時間は朝の7時。昨日の夜12時から働いていたのだから、午後イチで終わった感もあって、そのまま家に帰ることも残念なように感じた。
一杯、どこかで、と思ったとき、降り立ったのが北区赤羽であった。朝からやっている飲み屋は、築地の中にはあったが、指を切って帰れって言われているのに、築地に戻って飲んでいたら何を言われるかわからない。なので、知っている朝まで営業の飲み屋は、五反田か赤羽か。
当然、帰り道にある赤羽で降り立った。名前は忘れてしまったし、今もあるのかわからないが、私はとある居酒屋でビールを飲んだ。割と人がいて、罪悪感はあまりなかった。本当はケガによくないはずなので、今なら飲まないが、あの頃はそういうのがかっこいいと思っていた。指は痛くなったり、痛くなくなったりしていたが、少し酔って、マンガ喫茶(当時の呼び名)に行き、ジョジョの奇妙な冒険の第5部を完読し、赤羽岩淵の駅の方にあったブックオフと町の古本屋を流して帰った。
「〇〇さん、赤羽のヤバさっていうのは、そういうのが日常だってことなんですよ」とO君は言っていた。
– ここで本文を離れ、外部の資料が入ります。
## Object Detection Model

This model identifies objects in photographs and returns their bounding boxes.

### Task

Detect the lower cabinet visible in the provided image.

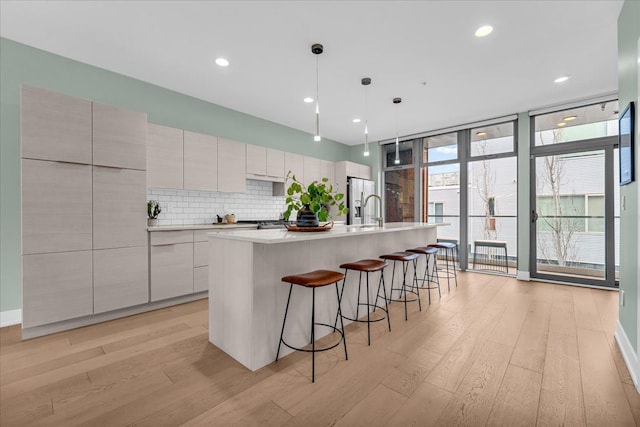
[93,246,149,314]
[22,250,93,328]
[150,230,193,301]
[193,265,209,292]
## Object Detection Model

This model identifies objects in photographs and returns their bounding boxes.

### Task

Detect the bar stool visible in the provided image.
[276,270,349,382]
[407,247,442,304]
[334,259,391,345]
[427,242,458,292]
[380,252,422,320]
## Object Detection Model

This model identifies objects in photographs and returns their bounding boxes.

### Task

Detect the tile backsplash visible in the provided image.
[147,179,285,225]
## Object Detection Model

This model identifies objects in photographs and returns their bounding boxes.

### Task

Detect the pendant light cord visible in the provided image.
[316,55,320,137]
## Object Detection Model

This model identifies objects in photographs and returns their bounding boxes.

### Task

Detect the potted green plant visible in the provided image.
[282,171,349,227]
[147,200,162,227]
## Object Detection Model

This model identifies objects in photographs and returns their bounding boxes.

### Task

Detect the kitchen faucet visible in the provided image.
[362,194,384,227]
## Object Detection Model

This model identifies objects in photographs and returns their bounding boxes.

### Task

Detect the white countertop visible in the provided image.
[208,222,449,244]
[147,223,258,231]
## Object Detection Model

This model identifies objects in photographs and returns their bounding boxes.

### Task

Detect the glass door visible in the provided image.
[532,150,607,285]
[530,100,619,287]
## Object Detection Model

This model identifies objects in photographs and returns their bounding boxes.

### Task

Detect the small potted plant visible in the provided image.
[282,172,349,227]
[147,200,162,227]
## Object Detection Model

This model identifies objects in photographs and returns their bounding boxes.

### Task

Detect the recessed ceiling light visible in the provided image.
[476,25,493,37]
ああ、「ヤバさ」とは、悪さではなく、常識の緩さが生き残っているところなんだな、と、やっと理解した。
確かに、昔の飲み屋には、隣の人と何となく話し込めてしまうようなところがあった。どんぶり勘定の会計で、いい加減だけれども後を引かない爽やかな関係がつくれる飲み屋があった。それをわざわざ「昭和」とは言わないが、人間関係の妙が織りなすやり取りは、今はなかなか難しくなった。
北区赤羽に限らず、清野さんがやっているように、人とのコミットがあるところには、不思議と「昭和」というような人間関係がある。私も東京都港区芝の仲通り商店街にやむなく住んでいたときには、周囲の飲み屋の人にはずいぶんと気を使ってもらったものである。「芝五」は子どもたちの遊び場だったのだ。
最近は、地域共同体の力が弱まっており、人間関係が希薄になってきたと言われる。その通りかもしれない。あげたりもらったり、というやり取りよりも、売ったり買ったりを厳密にやる方が、楽なところはあるだろう。しがらみに捉えられることもなく、面倒がないから。
しかし、最近は少しだけ、北区赤羽的なやりとりにも、懐かしみが出てきた。自慢も虚飾もマウントも粘着も諍いも色恋沙汰もない人間関係というものがあれば、北区赤羽も悪くない。